Une-puce
Une puce, épargnez-la de Naomi Wallace – La petite fille et la mort

Jusqu’au 12 juin 2012, au Théâtre éphémère de la Comédie-Française

Les dernières femmes entrées au répertoire de la Comédie-Française portent des noms bien connus du public : Marguerite Duras et Marie NDiaye. Après neuf ans de silence féminin, la nouvelle venue est américaine et s’appelle Naomi Wallace. Il faut retenir son nom. Auteure méconnue en France, elle a pourtant derrière elle une carrière jalonnée de prix prestigieux. Dans le contexte de la Grande Peste à Londres en 1665, Une puce, épargnez-la raconte l’histoire d’un couple de bourgeois entre deux âges qui se retrouvent enfermés dans leur maison en compagnie de deux pauvres bougres du peuple qui s’y étaient cachés pour survivre. Portés par une mise en scène sobre et glaçante, les comédiens du Français excellent et nous rappellent à quel point l’institution théâtrale n’a rien à envier à certaines créations contemporaines.

Ils sont enfermés dans une maison. Les personnages d’Une puce, épargnez-la se confrontent. Le corps y est décliné sous toutes ses variantes : corps social, corps sexuel, corps politique, corps sensuel et corps poétique. La scénographie ingénieuse propose d’accoler deux pans de murs de façon perpendiculaire – rien de plus, rien de moins. L’espace de jeu est rendu immense mais les effets de lumière concentrent ces corps multiples dans un huis clos étouffant. Les accessoires sont peu nombreux. Une chaise, une corde, quelques oiseaux, c’est tout : la chair est ici au centre de toutes les préoccupations. Tour à tour libéré, jouisseur ou accessoirisé, le corps balade les personnages dans leurs névroses et accroît le malaise physique ressenti par les spectateurs. La metteuse en scène, Anne-Laure Liégeois, nourrit une création intelligente. La subtilité de l’histoire doit beaucoup à la sobriété chirurgicale mise en place sur le plateau. De tout petits éléments condensent une violence plus grande que n’importe quel piscine de sang. Ici, il suffira d’un gant blanc (ou d’une orange trouée).

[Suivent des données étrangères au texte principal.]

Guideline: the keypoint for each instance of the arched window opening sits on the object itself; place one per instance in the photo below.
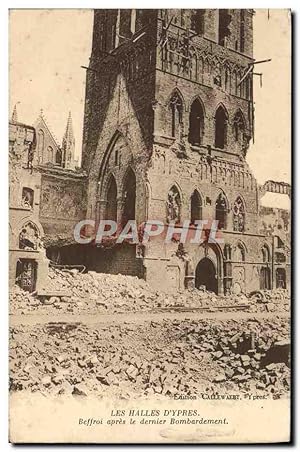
(265, 278)
(26, 274)
(129, 197)
(141, 19)
(173, 205)
(242, 30)
(280, 278)
(241, 253)
(27, 197)
(227, 79)
(238, 215)
(196, 207)
(239, 127)
(29, 237)
(220, 128)
(58, 157)
(41, 144)
(227, 252)
(125, 25)
(196, 125)
(111, 199)
(221, 211)
(116, 157)
(265, 254)
(50, 154)
(176, 108)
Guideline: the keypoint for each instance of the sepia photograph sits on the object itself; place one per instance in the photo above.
(150, 226)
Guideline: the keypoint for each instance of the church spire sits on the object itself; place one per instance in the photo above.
(68, 145)
(14, 116)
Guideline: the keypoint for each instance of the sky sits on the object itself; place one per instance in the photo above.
(48, 48)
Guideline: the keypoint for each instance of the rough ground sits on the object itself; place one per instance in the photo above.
(116, 336)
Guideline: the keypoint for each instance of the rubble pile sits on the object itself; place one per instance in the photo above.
(164, 358)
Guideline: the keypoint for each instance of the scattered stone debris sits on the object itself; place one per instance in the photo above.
(160, 359)
(73, 292)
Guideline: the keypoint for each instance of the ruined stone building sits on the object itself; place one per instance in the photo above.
(169, 116)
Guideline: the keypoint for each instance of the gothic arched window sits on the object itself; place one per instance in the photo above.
(58, 157)
(221, 211)
(176, 108)
(241, 253)
(220, 128)
(173, 205)
(41, 144)
(50, 154)
(238, 215)
(29, 237)
(265, 254)
(198, 21)
(196, 207)
(196, 125)
(224, 22)
(129, 197)
(239, 127)
(111, 199)
(27, 197)
(227, 252)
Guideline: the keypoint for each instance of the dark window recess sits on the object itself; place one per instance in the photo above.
(280, 278)
(196, 207)
(224, 23)
(141, 19)
(227, 252)
(238, 215)
(58, 157)
(196, 125)
(129, 196)
(221, 211)
(239, 127)
(27, 197)
(26, 274)
(29, 237)
(111, 206)
(176, 114)
(280, 258)
(125, 25)
(173, 205)
(265, 278)
(197, 21)
(242, 30)
(265, 254)
(220, 128)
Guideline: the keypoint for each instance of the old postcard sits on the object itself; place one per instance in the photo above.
(150, 186)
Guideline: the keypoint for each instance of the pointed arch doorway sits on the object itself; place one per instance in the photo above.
(205, 275)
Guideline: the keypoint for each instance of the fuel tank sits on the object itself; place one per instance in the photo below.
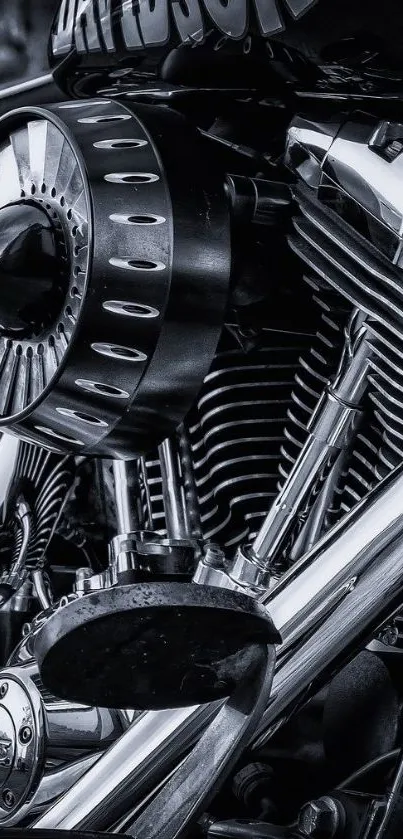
(161, 39)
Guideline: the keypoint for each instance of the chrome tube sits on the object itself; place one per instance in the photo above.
(126, 495)
(129, 770)
(177, 523)
(330, 430)
(323, 607)
(372, 597)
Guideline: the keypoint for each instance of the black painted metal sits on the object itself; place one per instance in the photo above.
(154, 645)
(30, 275)
(146, 224)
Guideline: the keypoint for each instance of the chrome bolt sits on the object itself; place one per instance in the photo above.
(319, 819)
(8, 798)
(25, 734)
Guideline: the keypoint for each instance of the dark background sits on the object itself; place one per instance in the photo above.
(24, 30)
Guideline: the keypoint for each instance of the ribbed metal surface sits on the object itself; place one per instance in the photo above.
(339, 258)
(237, 430)
(44, 479)
(315, 368)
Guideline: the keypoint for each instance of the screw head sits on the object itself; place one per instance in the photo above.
(25, 734)
(319, 819)
(8, 798)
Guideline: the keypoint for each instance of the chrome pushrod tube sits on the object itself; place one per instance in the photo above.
(315, 607)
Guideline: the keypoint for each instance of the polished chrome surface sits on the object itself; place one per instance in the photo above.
(9, 451)
(22, 748)
(344, 587)
(349, 232)
(57, 781)
(24, 87)
(188, 792)
(331, 429)
(126, 484)
(130, 768)
(176, 515)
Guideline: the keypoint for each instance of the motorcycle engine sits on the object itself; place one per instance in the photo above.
(201, 383)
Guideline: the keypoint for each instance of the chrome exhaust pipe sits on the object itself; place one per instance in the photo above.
(323, 608)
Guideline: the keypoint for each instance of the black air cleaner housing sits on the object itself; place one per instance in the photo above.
(107, 354)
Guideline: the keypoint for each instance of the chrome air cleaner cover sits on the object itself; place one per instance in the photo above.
(114, 272)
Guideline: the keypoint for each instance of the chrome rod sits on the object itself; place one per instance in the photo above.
(331, 429)
(24, 87)
(322, 607)
(126, 495)
(177, 522)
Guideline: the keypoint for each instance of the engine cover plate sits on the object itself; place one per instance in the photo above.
(152, 646)
(139, 221)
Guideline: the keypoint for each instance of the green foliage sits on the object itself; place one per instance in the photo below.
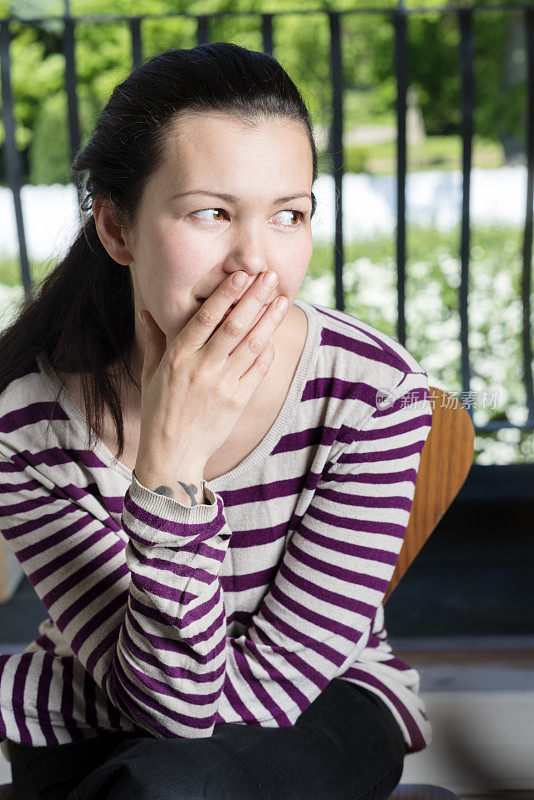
(432, 317)
(301, 44)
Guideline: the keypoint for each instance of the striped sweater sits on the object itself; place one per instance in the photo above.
(169, 619)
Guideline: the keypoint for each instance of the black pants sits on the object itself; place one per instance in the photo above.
(346, 746)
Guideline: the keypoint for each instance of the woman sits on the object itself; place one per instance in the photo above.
(208, 490)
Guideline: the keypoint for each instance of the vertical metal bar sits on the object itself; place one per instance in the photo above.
(72, 99)
(466, 67)
(137, 47)
(202, 29)
(526, 282)
(336, 139)
(12, 159)
(401, 74)
(267, 33)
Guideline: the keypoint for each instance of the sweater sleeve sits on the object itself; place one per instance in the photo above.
(145, 618)
(317, 615)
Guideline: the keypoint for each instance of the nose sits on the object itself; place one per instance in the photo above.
(247, 252)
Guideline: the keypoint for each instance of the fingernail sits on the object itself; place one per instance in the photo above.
(269, 278)
(239, 279)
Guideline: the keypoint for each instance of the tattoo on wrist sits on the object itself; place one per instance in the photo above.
(190, 488)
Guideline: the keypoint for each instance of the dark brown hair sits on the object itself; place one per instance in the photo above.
(82, 317)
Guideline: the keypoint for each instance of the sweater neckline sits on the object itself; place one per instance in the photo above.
(260, 451)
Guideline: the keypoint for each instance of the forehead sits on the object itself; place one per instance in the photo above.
(219, 149)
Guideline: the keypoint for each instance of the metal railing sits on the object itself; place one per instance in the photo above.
(398, 17)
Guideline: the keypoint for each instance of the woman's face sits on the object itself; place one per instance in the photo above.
(188, 238)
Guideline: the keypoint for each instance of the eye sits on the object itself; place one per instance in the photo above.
(209, 210)
(300, 217)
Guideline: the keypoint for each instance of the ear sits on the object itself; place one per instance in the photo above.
(109, 232)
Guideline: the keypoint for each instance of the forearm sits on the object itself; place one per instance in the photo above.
(167, 673)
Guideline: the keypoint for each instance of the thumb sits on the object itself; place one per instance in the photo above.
(155, 341)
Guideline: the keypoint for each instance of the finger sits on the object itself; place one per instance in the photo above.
(241, 320)
(155, 343)
(246, 353)
(212, 309)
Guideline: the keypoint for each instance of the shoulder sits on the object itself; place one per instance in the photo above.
(360, 346)
(27, 403)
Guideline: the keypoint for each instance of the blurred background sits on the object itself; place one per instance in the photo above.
(424, 120)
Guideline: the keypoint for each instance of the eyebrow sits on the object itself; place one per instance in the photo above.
(230, 198)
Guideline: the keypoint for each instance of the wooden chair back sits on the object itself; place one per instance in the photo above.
(446, 459)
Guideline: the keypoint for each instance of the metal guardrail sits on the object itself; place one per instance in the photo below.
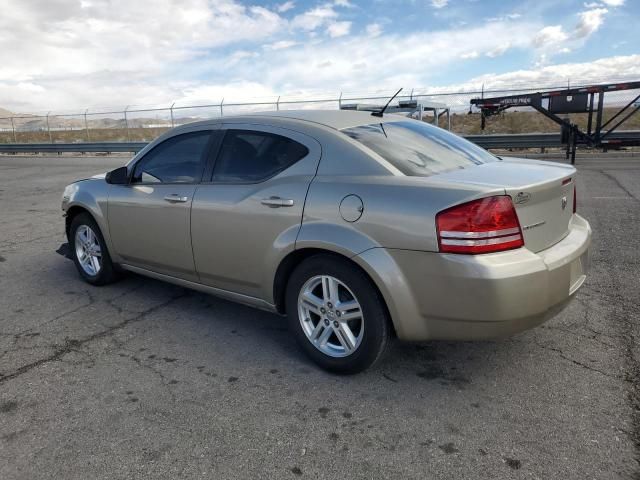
(527, 140)
(80, 147)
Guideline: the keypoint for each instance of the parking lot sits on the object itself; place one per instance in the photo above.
(144, 379)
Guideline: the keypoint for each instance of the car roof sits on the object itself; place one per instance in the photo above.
(337, 119)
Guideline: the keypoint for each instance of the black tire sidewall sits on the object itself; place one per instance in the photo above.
(376, 327)
(106, 273)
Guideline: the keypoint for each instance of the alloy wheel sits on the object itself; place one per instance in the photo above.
(331, 316)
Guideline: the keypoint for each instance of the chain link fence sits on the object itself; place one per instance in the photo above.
(138, 123)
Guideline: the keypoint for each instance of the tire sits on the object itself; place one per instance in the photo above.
(318, 323)
(91, 235)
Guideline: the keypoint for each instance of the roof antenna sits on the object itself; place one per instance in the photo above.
(381, 111)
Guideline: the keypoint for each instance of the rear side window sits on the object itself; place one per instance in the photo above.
(418, 149)
(252, 156)
(179, 159)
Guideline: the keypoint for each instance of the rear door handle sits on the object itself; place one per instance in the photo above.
(276, 202)
(175, 198)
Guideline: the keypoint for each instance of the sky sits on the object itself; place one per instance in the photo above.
(66, 55)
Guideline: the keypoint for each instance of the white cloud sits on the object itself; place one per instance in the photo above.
(439, 3)
(498, 50)
(314, 18)
(469, 55)
(281, 44)
(551, 35)
(338, 29)
(285, 7)
(61, 55)
(590, 21)
(374, 29)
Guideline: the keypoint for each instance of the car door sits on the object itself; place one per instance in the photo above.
(149, 219)
(248, 216)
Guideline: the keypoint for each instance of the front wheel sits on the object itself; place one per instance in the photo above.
(337, 315)
(89, 251)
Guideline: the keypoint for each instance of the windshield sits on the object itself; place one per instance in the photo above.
(419, 149)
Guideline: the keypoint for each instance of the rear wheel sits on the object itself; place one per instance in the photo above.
(337, 314)
(90, 252)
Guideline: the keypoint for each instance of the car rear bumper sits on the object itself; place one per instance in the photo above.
(476, 297)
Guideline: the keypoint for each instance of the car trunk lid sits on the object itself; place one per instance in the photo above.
(542, 193)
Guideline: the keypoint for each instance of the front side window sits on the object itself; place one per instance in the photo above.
(418, 149)
(179, 159)
(252, 156)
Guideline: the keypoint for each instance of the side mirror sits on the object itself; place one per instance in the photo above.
(119, 176)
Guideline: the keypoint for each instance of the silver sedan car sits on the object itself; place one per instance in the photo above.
(359, 228)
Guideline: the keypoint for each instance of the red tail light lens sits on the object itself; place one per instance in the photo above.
(481, 226)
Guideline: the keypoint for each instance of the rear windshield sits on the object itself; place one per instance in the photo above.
(419, 149)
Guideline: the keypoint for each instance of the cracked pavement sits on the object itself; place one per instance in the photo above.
(142, 379)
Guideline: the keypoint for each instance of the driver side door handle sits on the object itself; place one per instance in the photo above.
(276, 202)
(175, 198)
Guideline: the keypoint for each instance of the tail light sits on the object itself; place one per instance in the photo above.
(481, 226)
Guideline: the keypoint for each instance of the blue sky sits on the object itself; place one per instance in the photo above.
(67, 54)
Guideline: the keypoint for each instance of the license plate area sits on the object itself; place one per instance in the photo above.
(578, 272)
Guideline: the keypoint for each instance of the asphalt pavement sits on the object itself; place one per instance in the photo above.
(142, 379)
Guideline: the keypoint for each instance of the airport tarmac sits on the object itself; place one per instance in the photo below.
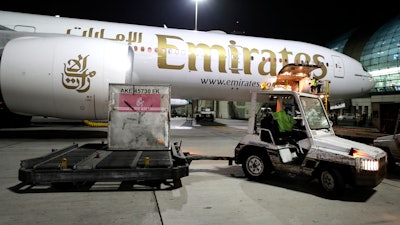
(214, 193)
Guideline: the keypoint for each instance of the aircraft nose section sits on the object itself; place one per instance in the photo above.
(369, 83)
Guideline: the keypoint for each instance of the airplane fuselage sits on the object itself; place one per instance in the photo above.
(198, 65)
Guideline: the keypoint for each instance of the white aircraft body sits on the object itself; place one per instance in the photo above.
(61, 67)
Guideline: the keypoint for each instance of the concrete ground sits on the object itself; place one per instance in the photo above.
(214, 193)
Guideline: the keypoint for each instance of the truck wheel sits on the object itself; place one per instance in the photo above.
(256, 166)
(331, 181)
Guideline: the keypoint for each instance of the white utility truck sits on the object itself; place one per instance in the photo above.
(311, 148)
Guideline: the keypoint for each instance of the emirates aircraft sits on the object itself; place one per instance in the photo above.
(62, 67)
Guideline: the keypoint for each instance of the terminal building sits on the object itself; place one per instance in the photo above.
(377, 47)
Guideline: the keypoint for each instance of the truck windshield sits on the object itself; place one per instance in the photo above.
(315, 114)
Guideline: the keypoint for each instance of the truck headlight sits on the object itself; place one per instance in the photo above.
(369, 164)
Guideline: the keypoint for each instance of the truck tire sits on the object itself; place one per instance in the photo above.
(331, 181)
(256, 166)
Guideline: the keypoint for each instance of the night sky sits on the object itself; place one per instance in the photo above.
(313, 22)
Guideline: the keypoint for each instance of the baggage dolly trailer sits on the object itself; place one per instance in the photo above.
(138, 149)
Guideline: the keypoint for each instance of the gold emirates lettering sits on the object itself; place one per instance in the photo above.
(164, 47)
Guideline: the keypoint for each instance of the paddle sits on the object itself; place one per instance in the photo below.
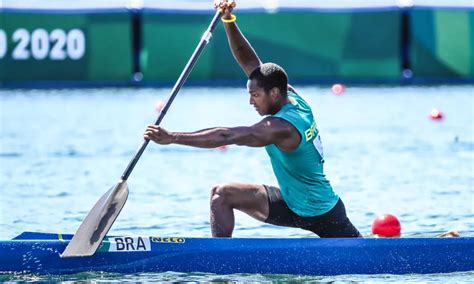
(99, 220)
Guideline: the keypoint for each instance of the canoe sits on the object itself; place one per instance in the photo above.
(40, 253)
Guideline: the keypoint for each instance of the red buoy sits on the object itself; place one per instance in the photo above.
(338, 89)
(436, 114)
(387, 226)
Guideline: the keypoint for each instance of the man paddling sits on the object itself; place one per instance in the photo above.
(305, 198)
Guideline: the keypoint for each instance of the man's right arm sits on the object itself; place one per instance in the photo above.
(241, 49)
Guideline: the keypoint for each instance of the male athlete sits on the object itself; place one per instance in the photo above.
(305, 198)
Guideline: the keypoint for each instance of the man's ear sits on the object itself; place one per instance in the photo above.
(275, 93)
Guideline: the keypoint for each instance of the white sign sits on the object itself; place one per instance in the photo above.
(127, 244)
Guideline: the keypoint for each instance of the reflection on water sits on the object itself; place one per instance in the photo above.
(60, 150)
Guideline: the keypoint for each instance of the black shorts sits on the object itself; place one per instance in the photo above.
(332, 224)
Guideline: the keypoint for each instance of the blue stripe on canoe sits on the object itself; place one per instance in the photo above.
(42, 236)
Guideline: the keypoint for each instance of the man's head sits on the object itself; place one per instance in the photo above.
(268, 85)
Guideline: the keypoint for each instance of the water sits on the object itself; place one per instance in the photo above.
(60, 150)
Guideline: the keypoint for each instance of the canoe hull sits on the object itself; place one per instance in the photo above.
(308, 256)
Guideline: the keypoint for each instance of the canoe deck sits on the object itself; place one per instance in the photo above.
(40, 253)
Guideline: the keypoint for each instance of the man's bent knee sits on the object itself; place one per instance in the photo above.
(220, 194)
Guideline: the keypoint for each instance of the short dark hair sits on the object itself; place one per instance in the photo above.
(270, 75)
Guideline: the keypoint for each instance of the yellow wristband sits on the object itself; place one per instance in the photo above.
(232, 19)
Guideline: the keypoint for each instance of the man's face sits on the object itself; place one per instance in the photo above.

Les personnages de la pièce sont passionnants. Douée d’une écriture imagée, Naomi Wallace crée du poétique par le juste mélange entre parole contemporaine et parole datée. De ce langage fleuri (que les comédiens se mettent en bouche avec délectation) naît des profils singuliers comme tout droits sortis d’une fable – quelque part entre Charles Dickens, Carson McCullers et Ingmar Bergman. Drôle de tambouille ? Au contraire, puisque chez eux comme dans Une puce, épargnez-la, les personnages sont au centre de tout. Un marin maïeuticien du plaisir, un bourgeois à l’homosexualité refoulée, un gardien de mots charbonné. Et surtout, oui, surtout : Morse. Julie Sicard en livre une interprétation qu’on n’est pas prêts d’oublier. Gamine de 12 ans névrosée et sensuelle, elle est un personnage passionnant : celle par qui la mort se fait et la vie se déploie.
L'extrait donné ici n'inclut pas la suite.